K-urbanism and the challenges ahead
It should not be a surprise that these urban concepts described above appear to summarize much of the already-known global progressive design strategies that many other cities are currently pursuing. Korean cities have been developing these concepts into their own agenda, yet major challenges remain, especially in terms of providing access to quality housing, encouraging public community life through active and welcoming spaces, transitioning to healthier work environments and responsibly assimilating digital systems to urban daily life. This pandemic exposed that quarantines are not a new phenomenon since our current urban living paradigm has been producing a systematic isolation. However, K-urbanism comes to show that, far from perfect, it is possible to co-create a model for improving urban quality of life tailored for local needs while targeting competitiveness, sustainability and equality.

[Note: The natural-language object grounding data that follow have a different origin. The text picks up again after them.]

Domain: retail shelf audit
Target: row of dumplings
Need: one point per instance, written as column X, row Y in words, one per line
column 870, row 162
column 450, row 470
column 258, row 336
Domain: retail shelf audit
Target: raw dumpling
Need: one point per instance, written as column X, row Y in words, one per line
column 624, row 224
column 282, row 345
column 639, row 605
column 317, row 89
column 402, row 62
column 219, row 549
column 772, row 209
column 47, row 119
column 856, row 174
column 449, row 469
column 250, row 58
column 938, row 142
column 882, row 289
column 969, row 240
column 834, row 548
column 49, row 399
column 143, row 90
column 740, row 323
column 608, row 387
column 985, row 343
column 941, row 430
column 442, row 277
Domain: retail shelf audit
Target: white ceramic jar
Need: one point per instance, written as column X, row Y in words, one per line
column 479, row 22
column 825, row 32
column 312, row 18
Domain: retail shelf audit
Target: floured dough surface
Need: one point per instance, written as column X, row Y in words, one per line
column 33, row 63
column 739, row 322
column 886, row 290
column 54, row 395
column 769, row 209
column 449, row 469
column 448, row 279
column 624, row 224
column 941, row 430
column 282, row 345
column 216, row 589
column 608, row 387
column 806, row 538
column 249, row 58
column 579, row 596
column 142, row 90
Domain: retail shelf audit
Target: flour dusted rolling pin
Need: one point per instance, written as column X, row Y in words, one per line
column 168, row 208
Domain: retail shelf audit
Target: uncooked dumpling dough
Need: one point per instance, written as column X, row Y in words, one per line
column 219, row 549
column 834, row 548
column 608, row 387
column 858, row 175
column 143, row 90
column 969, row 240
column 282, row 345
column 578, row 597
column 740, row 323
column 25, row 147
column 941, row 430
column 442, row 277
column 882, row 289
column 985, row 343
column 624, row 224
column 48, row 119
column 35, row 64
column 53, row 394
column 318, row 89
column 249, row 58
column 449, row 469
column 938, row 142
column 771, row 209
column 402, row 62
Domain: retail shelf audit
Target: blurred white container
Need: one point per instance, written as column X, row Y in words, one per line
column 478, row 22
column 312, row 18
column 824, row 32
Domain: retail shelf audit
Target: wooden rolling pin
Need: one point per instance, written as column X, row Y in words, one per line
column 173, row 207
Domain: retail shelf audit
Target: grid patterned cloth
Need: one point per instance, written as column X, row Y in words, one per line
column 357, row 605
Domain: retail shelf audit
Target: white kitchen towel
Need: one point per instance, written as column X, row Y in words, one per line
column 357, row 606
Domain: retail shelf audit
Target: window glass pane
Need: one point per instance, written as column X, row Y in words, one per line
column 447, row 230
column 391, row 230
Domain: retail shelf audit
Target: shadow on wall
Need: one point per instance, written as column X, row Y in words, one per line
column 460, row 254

This has been proved effective during the pandemic providing living zones fully equipped with physical and digital amenities to cope with social safety, reducing exposure to the virus without breaking daily routines for workers, students, elders, etc.
The philosopher Byong Chul-han suggests that temporal crisis will only be overcome once the vita activa (active life) incorporates again the vita contemplativa (contemplative life) (Han 2017). In other words, it is crucial to repurpose our time for critical analysis of the present circumstances, identifying how our cities can integrate these changes to cope not only with the COVID-19 pandemic, but with other major environmental and social issues that cannot be postponed anymore. The challenges ahead will require decisive actions based on a deep revision of what we truly consider valuable as an urban specie, but most importantly, that architecture and planning should overcome the noise of political polarization that distracts its core goals and take back responsibility for people’s safety and happiness.